For now, however, I live a rather pleasant life; made possible, I have to add, by my colleagues at home in Winnipeg who vacillate between wanting me there for “input” and wanting me gone for “peace”. We find a balance, and I am grateful for their forbearance; for their part, I think, they are grateful for my absence, but nevertheless, they are terrific, and allow me to take advantage of considerable freedom.
One of the benefits of regular travel is the ability to get to know restaurants; another in my case is to get to know a restaurant reviewer with whom I go exploring each time I get to London. This time we went to a small restaurant in Swiss Cottage, a well known area of inner North London. Well known, I think, because zillions of cars pass by every day; it is close to really nice places; close to some grubby but alive and fun places, but Swiss Cottage itself is pretty dire. 1970s communal apartments, land blocks raised for traffic extensions, dull little “villas” in a place that feels as if it is on a road to somewhere else.

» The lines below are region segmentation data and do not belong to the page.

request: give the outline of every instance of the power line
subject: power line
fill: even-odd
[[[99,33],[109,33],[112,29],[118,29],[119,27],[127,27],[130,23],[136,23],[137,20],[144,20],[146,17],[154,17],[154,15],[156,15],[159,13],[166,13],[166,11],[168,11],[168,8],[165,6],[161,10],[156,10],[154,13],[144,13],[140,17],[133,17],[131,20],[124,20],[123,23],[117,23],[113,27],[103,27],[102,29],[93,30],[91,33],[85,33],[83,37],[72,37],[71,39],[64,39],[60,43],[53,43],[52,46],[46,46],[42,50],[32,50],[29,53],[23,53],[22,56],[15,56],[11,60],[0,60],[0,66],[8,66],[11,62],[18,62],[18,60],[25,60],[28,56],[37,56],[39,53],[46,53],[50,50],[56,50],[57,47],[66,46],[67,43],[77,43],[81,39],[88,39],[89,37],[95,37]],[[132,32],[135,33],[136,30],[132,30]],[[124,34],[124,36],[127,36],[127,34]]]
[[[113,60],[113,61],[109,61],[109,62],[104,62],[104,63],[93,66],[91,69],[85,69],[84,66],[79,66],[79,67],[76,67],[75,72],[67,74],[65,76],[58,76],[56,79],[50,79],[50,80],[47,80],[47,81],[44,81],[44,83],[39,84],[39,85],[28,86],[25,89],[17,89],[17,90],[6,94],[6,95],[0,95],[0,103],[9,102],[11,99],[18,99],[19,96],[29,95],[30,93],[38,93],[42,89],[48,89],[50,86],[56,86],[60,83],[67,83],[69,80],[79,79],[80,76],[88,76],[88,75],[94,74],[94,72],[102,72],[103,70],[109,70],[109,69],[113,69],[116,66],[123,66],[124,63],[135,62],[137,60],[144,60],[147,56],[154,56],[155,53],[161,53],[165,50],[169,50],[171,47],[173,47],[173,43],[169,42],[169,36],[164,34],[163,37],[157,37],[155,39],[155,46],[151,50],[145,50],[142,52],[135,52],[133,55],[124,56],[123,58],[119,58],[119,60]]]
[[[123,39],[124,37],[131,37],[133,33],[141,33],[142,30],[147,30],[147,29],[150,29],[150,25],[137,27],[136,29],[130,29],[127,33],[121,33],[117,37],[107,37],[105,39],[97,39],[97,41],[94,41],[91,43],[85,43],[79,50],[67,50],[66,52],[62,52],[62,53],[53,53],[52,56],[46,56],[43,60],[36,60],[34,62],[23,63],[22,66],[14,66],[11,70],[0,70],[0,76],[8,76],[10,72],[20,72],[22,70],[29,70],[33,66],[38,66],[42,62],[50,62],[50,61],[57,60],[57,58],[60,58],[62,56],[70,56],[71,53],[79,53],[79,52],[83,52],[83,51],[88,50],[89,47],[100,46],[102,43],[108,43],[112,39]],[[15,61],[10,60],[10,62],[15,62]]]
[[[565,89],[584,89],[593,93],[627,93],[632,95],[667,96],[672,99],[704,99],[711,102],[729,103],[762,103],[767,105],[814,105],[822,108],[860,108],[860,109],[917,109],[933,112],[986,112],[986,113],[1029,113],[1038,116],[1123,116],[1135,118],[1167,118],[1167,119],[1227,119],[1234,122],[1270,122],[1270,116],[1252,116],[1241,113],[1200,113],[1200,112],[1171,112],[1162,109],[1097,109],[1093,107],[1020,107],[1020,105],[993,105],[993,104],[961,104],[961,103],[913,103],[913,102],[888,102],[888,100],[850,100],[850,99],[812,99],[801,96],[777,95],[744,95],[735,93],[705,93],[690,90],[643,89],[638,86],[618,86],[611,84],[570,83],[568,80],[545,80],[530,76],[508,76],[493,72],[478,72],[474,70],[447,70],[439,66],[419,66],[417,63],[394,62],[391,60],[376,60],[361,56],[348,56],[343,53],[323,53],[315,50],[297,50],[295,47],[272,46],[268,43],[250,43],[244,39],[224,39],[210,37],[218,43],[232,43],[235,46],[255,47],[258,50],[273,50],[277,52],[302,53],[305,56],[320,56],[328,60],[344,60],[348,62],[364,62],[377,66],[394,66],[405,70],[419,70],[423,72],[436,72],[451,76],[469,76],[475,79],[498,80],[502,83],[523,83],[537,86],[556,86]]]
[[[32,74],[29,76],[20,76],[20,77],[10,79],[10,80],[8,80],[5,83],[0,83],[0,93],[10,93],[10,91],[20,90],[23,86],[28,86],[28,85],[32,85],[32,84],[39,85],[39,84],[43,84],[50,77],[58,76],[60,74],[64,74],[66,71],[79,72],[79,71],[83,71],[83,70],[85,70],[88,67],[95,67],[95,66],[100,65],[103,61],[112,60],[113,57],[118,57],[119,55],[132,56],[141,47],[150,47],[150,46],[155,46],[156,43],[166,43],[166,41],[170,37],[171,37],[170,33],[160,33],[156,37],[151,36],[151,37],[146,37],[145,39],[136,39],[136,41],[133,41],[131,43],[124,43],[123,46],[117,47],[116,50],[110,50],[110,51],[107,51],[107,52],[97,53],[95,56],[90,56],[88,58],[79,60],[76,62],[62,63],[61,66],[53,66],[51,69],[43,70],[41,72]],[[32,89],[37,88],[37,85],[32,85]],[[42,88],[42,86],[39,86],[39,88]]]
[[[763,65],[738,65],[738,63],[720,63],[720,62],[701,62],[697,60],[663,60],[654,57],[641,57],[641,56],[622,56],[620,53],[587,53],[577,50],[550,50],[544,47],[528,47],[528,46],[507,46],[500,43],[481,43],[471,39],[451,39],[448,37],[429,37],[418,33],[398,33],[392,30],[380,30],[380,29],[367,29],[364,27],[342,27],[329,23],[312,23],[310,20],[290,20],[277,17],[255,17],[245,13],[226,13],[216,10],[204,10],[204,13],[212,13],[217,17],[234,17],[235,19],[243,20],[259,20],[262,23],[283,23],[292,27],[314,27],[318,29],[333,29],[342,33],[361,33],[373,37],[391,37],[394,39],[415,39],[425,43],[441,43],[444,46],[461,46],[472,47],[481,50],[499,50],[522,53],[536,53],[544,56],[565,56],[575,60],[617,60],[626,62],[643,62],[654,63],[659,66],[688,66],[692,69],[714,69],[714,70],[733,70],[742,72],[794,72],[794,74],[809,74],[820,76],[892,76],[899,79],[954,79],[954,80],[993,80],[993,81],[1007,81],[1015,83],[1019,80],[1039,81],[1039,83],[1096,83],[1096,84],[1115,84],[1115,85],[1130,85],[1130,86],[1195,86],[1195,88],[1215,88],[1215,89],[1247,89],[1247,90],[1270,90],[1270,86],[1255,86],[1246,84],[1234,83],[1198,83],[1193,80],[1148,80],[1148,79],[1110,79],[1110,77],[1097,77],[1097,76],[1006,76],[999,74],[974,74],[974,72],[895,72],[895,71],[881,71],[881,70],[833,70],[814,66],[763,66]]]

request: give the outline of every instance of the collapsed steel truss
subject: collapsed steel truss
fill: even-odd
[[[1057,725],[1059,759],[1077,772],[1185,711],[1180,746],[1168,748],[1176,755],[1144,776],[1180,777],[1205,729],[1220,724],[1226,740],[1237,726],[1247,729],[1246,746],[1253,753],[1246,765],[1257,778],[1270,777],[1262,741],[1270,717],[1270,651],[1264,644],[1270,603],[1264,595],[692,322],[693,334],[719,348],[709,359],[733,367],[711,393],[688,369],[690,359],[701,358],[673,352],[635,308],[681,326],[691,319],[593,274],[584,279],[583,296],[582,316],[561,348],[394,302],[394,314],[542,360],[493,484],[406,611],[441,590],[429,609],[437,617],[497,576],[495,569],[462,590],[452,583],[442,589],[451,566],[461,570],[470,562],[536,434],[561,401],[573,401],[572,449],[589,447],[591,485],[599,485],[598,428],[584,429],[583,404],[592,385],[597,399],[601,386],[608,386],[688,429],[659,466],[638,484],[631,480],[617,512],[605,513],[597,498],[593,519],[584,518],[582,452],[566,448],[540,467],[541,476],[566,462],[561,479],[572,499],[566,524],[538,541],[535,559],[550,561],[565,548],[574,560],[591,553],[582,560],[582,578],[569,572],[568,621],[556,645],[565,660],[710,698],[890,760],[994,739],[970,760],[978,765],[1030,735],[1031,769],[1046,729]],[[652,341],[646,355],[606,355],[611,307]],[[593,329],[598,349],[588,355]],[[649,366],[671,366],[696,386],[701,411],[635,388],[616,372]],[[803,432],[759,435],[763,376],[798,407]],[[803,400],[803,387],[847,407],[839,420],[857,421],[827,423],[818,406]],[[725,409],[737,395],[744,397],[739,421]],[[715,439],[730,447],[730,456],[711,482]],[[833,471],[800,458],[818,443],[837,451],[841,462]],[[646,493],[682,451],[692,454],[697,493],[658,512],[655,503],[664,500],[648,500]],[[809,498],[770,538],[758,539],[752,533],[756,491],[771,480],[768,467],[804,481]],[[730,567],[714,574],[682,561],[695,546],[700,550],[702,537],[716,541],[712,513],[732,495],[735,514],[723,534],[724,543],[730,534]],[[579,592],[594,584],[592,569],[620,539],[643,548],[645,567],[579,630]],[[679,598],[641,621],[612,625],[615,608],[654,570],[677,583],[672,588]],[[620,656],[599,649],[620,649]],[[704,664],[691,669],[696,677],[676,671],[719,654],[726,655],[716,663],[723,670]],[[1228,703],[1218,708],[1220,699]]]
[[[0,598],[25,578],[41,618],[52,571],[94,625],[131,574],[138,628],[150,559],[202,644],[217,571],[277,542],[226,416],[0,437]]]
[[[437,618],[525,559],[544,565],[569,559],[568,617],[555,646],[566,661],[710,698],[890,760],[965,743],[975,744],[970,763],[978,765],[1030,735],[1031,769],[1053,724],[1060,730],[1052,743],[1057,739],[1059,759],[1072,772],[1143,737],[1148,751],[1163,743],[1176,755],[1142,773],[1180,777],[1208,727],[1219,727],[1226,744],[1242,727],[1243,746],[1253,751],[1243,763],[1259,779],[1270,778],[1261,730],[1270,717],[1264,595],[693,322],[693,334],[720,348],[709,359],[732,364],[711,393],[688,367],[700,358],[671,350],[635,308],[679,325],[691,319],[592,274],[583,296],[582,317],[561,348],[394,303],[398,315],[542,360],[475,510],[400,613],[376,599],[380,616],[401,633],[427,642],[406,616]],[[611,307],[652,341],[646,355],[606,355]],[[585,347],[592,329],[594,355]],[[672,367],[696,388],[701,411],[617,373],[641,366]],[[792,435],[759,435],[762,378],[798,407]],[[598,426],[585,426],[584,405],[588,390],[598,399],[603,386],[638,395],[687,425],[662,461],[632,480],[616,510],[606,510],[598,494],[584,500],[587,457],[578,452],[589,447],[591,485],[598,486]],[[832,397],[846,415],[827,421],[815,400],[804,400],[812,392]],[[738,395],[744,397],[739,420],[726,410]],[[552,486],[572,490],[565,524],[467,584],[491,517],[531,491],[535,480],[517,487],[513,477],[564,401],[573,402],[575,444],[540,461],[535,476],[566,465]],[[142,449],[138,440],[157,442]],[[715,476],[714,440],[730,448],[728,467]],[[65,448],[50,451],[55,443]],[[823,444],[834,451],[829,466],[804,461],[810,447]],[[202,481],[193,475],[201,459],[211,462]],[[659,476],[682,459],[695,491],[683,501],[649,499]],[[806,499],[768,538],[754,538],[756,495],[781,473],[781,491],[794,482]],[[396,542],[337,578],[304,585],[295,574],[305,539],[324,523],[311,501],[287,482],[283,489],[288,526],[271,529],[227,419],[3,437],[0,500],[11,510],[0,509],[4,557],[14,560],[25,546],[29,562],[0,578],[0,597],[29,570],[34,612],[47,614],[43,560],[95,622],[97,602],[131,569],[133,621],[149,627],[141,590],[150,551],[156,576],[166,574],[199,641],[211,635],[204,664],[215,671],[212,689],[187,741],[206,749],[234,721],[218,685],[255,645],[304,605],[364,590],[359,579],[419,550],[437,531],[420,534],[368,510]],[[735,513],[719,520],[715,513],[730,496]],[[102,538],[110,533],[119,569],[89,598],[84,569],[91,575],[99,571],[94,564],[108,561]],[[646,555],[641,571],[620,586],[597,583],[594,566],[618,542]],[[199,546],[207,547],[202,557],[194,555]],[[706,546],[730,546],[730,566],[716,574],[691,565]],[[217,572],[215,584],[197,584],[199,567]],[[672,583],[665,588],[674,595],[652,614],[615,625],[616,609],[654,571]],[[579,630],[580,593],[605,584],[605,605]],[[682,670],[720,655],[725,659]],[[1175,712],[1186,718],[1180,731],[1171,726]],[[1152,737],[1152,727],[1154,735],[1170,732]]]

However, The Chateaubriand was our target that night, and more disappointed we could not have been; it was, tired, disenfranchised, sad and really on its last legs. Not only was there no Chateaubriand, apparently too expensive for his crowd, there wasn’t even a steak.
Now I can understand not stocking a cut that costs £45 for two (although Joseph and I thought this reasonable) when you only sell four or five a year, which is what they apparently do. However, with such a name, it is not unreasonable to expect some meat; other than a Vienna Schnitzel. Never mind; the good news was that having finished dinner in a record seventy minutes, we headed to my New Favourite Pub Of All Time, the Holly Bush in Hampstead; it is truly special, convivial in a singular sort of way and old.
The Holly Bush is the sort of place that two or three times in its existence resisted modernisation. Firstly in the 1890s and then again, and with some fortitude, I think, in the 1970s. It remains a Victorian drinking place, with contemporary Aussie bar staff it has to be said. But then again, my Canadian daughter is in Australia serving alcohol to Australians at the moment, so the world is truly upside down.
Why do Australians head north to pour beer and Canadians head south? It is not exactly an exchange of skills; but then I digress. Beer is being poured equally enthusiastically everywhere.
But Tuesday night in the Holly Bush was marvellous. Why I have never been there before I can’t explain, but I hadn’t, and I will again. It is a marvellous place, full of the past conjured together perfectly with the refreshment requirements of the present. And no, we did not get over refreshed, simply content. And a gentle contentedness aligned with the company of a good friend, the evening passed. We only wondered why we didn’t meet there at seven instead of the barren wastes of Swiss Cottage.